Les tâches génériques
Les premières recherches sur la coopération multi-agents portaient sur l’étude du milieu animal, notamment celui des insectes. Ces études ont rapidement montré que chaque insecte n’avait pas ou peu conscience de son rôle dans la tâche globale réalisée par l’ensemble de l’essaim. Ces actions étaient uniquement guidées par des changements de comportement. Ce phénomène a rapidement intéressé les roboticiens qui se sont inspirés de ce milieu afin de réaliser des flottes de robots coopérants. Les premiers articles concernant les systèmes multiagents remontent au début des années 80 pour la robotique. Les premiers objectifs furent de définir des méthodes simples et fiables afin de réaliser des tâches courantes [Drogoul 92] et [Arkin 92]. Ces tâches, généralement inspirées du milieu animal (principalement les fourmis), peuvent se décomposer en trois grandes familles de tâches génériques qui sont la mine, la consommation et l’exploration (Sur la Figure 1 les gros ronds noirs représentent les obstacles. Les attracteurs sont symbolisés par les petits. Les traits gras ou pointillés représentent le parcours des robots (deux robots et sept attracteurs)). La mine La consommation L’exploration La mine consiste à trouver une ou plusieurs mine(s) et à rapporter le minerai à la base. C’est l’une des applications les plus courantes. Les principaux intérêts de cette tâche résident dans le fait que l’environnement n’est pas connu à l’avance, que les robots sont obligés de faire des aller-retours entre la base et la source. Ces points en particulier font que la coopération prend parfois toute son ampleur. La consommation similaire à la précédente, la consommation est une tâche qui se différencie de la mine dans le fait que l’action est effectuée sur place. Dans la mine, le minerai est ramassé, puis ramené à la base alors que pour la consommation, la tâche est réalisée sur place comme par exemple de la peinture ou de l’assemblage.

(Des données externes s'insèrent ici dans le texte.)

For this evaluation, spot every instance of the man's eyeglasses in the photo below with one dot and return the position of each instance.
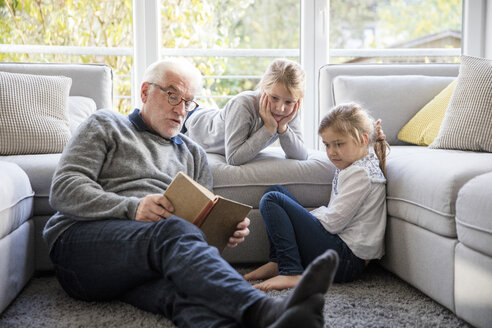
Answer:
(174, 99)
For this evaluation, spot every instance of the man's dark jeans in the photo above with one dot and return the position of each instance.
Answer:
(164, 267)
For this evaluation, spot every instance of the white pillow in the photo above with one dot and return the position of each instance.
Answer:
(467, 123)
(79, 109)
(33, 113)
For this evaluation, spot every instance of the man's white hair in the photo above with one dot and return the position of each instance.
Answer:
(156, 72)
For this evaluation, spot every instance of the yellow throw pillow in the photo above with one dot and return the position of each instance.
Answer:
(423, 128)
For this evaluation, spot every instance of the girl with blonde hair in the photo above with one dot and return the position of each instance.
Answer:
(354, 221)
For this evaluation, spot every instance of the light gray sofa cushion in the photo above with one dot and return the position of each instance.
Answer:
(309, 181)
(395, 98)
(474, 214)
(79, 109)
(423, 184)
(467, 124)
(16, 198)
(34, 113)
(39, 168)
(88, 80)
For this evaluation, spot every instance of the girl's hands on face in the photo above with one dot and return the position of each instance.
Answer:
(282, 125)
(266, 114)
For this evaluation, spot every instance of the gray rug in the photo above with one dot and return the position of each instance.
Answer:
(378, 299)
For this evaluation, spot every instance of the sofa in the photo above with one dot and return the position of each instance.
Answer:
(438, 229)
(439, 201)
(25, 179)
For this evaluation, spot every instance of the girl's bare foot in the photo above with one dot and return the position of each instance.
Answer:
(264, 272)
(279, 283)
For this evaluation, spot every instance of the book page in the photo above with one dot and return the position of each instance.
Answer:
(221, 223)
(188, 197)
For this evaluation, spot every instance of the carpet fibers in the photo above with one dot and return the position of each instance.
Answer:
(378, 299)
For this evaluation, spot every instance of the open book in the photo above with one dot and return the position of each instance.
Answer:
(215, 215)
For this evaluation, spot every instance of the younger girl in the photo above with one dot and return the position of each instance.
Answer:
(354, 221)
(253, 120)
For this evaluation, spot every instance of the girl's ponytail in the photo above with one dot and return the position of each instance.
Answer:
(381, 147)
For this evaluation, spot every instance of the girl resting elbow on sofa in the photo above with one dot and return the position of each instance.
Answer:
(253, 120)
(353, 223)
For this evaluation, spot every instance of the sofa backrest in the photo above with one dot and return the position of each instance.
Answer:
(89, 80)
(391, 92)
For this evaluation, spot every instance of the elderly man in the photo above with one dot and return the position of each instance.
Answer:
(115, 236)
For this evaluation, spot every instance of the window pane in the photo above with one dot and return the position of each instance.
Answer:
(223, 26)
(395, 31)
(73, 24)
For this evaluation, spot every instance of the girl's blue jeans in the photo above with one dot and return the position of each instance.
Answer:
(164, 267)
(297, 237)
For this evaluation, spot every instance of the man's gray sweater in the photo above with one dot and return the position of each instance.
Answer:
(110, 164)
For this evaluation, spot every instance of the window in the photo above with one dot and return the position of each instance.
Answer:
(368, 31)
(231, 42)
(71, 32)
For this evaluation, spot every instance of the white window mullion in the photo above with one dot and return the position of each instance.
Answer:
(474, 33)
(146, 41)
(314, 54)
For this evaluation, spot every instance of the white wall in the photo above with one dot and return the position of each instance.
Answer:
(488, 30)
(477, 28)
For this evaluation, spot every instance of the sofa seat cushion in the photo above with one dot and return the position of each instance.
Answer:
(423, 184)
(16, 198)
(40, 169)
(474, 214)
(309, 181)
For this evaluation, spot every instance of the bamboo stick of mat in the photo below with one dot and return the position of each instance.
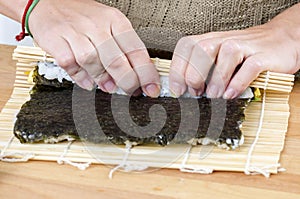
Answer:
(266, 152)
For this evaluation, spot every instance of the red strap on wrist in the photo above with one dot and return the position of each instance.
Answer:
(23, 34)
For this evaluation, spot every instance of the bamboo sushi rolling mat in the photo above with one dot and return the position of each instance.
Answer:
(264, 130)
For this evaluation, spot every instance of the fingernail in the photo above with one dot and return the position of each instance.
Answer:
(152, 90)
(212, 91)
(229, 94)
(87, 84)
(109, 86)
(176, 89)
(195, 92)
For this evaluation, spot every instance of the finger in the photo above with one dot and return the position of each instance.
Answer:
(230, 55)
(85, 53)
(245, 75)
(106, 83)
(201, 61)
(139, 59)
(179, 64)
(62, 53)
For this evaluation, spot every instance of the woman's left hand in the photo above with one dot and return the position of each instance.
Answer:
(274, 46)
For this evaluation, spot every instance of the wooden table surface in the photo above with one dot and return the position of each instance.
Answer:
(40, 179)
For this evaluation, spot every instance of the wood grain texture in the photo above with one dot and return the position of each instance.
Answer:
(50, 180)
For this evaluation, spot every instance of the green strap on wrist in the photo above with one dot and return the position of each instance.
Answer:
(34, 3)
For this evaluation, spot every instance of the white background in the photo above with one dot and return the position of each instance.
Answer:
(8, 30)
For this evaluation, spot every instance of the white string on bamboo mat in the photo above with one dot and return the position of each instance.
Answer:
(62, 159)
(127, 167)
(14, 156)
(189, 169)
(251, 169)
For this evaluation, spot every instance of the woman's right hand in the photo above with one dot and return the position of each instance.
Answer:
(94, 43)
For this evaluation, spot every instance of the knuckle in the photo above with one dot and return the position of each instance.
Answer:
(86, 58)
(116, 14)
(254, 64)
(193, 80)
(230, 47)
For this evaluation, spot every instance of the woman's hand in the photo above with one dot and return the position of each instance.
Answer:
(94, 43)
(274, 46)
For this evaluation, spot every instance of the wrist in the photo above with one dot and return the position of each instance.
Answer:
(13, 10)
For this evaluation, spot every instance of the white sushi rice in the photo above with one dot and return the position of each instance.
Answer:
(52, 71)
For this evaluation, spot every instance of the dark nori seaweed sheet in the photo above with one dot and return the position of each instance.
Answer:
(50, 113)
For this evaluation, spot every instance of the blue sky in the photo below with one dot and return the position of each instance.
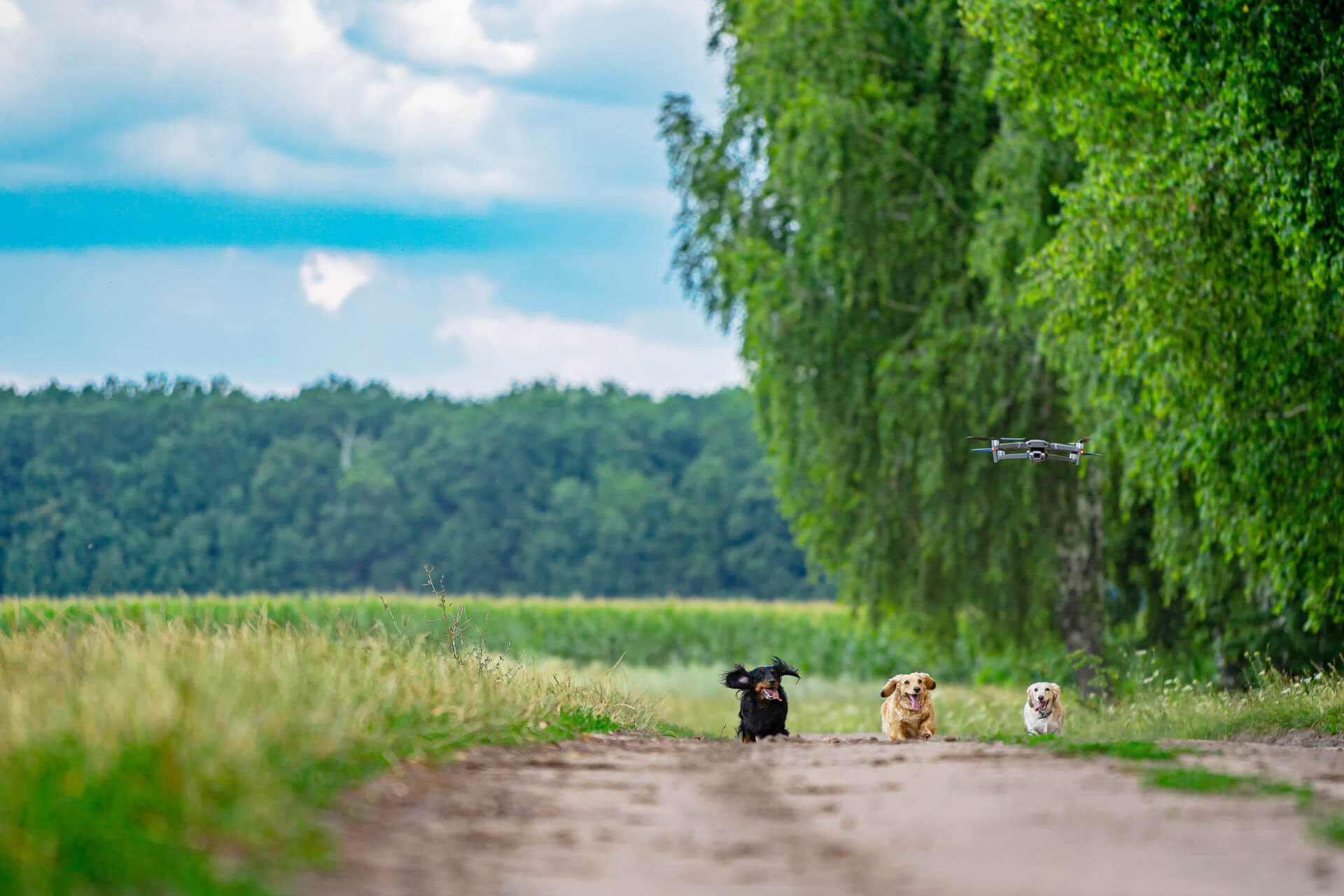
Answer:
(436, 194)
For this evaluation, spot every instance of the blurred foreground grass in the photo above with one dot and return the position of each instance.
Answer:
(175, 760)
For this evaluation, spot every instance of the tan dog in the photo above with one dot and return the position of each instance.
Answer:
(907, 710)
(1043, 713)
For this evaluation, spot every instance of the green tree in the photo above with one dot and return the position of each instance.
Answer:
(860, 214)
(1195, 288)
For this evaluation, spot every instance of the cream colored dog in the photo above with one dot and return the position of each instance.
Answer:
(1043, 713)
(907, 710)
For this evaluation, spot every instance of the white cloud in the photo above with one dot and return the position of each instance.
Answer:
(502, 346)
(449, 34)
(405, 102)
(330, 279)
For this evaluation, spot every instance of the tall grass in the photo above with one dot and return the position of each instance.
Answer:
(168, 758)
(819, 637)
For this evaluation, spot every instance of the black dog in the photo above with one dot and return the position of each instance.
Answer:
(765, 707)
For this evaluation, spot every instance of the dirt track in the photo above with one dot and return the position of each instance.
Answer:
(844, 814)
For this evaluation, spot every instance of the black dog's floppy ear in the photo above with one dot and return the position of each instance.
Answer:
(737, 678)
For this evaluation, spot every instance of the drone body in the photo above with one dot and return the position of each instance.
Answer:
(1034, 450)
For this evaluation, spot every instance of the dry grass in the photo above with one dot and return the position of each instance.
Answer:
(144, 757)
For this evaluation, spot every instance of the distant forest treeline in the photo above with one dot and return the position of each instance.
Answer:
(181, 486)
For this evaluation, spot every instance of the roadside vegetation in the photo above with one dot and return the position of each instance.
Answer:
(174, 758)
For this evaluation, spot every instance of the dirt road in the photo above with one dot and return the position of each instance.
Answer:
(844, 814)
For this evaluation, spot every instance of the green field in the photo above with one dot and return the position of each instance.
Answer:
(820, 638)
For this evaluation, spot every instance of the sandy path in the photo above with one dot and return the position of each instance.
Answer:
(844, 814)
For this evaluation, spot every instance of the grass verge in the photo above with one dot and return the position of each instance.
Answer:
(163, 758)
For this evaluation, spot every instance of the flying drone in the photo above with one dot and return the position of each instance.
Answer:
(1034, 450)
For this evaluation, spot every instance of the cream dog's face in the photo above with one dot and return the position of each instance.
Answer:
(1043, 695)
(913, 687)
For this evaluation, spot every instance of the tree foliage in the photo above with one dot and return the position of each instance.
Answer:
(836, 216)
(175, 486)
(1041, 218)
(1195, 288)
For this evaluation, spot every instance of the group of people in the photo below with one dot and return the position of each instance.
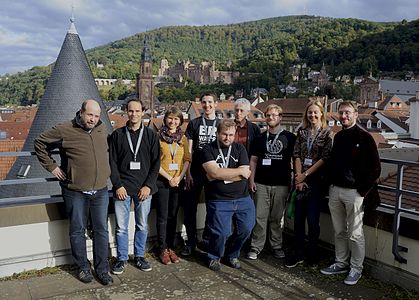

C’est parfois cette action qui va nécessiter la coopération entre les robots. L’exploration consiste à parcourir la plus grande surface possible de l’environnement. Dans bien des cas, plus les agents sont nombreux, plus la tâche est réalisée rapidement. C’est justement sur ce point que la coopération devient importante, le système global doit être bien pensé pour éviter de voir un agent explorer une zone qui l’a déjà été. C’est également pour cela que la communication est l’un des éléments essentiels des systèmes multi-agents.
Tom Thumb
La première modification apportée à ce » Silly Robot » a été inspirée par la nouvelle de Charles Perrault : Le Petit Poucet (Tom Thumb). En effet, l’idée est de déposer des signes sur le chemin du retour à la base lorsqu’une mine a été découverte. Cette stratégie permet aux autres robots de suivre ces marques afin de se rendre plus rapidement aux attracteurs. De plus,lorsqu’un agent vient de déposer un échantillon, il retourne directement en prélever un autre sans passer dans une phase de déplacement aléatoire. Le principal inconvénient de ce principe est qu’une mine vide continue d’attirer les robots puisque les marques ne sont pas ramassées. Pour éviter ce phénomène, nous allons permettre aux robots d’effacer les marques. Lorsqu’il a détecté une mine, il laisse une marque sur son chemin qu’il ramassera lors de son retour à la base. Les résultats de simulation ne sont pas des plus satisfaisants. En effet, supprimer complètement la marque cache un grand nombre d’informations aux autres robots. D’un autre côté, lorsqu’une mine est vide, ils ne sont plus attirés par celle-ci. Un compromis des deux méthodes précédentes a été proposé par Steels [Steels 91]. Le concept est de pouvoir effacer les marques, mais lentement. Les robots déposent donc 2 marques sur le chemin de la base et en ramassent une lorsqu’ils se dirigent vers la mine. Les résultats de la simulation réalisée par A. Drogoul et J. Ferber montrent une efficacité et une stabilité bien meilleure. Seulement, lorsque le nombre de robots est supérieur à 85, les performances diminuent. Par exemple, pour une population de 100 robots, le nombre de cycles nécessaires pour ramasser la totalité des échantillons est équivalent à celui d’une population de 25. Ce phénomène d’embouteillage est constaté lorsque le nombre d’agents est élevé et est dû à une forte concentration autour de la base et des sources de minerai.
Chain-Making Robot
Après avoir présenté et comparé les deux méthodes précédentes A. Drogoul et J. Ferber proposent un nouveau type de comportement nommé Chain-Making. Celui-ci est inspiré des dockers, qui plutôt que de s’amasser autour de la porte du bateau, forment une chaîne allant du bateau au point de déchargement. Pour réaliser ce comportement il est indispensable d’ajouter de nouvelles fonctionnalités à nos agents : la possibilité de détecter un échantillon transporté par un autre agent et de lui prendre. Par exemple, une lampe disposée au-dessus des robots, lorsqu’elle est allumée, signifie qu’il est en train de regagner la base tout en transportant un échantillon. Cette émission de l’état interne pourra être détectée par un robot se trouvant dans une phase de déplacement aléatoire et lui permettra d’adopter le même comportement que s’il venait de découvrir une mine. Il prélèvera l’échantillon transporté avant de se diriger vers la base. De même, s’il rencontre un robot vide sur son chemin, il abandonnera sa cargaison à son successeur pour revenir dans un état d’errance.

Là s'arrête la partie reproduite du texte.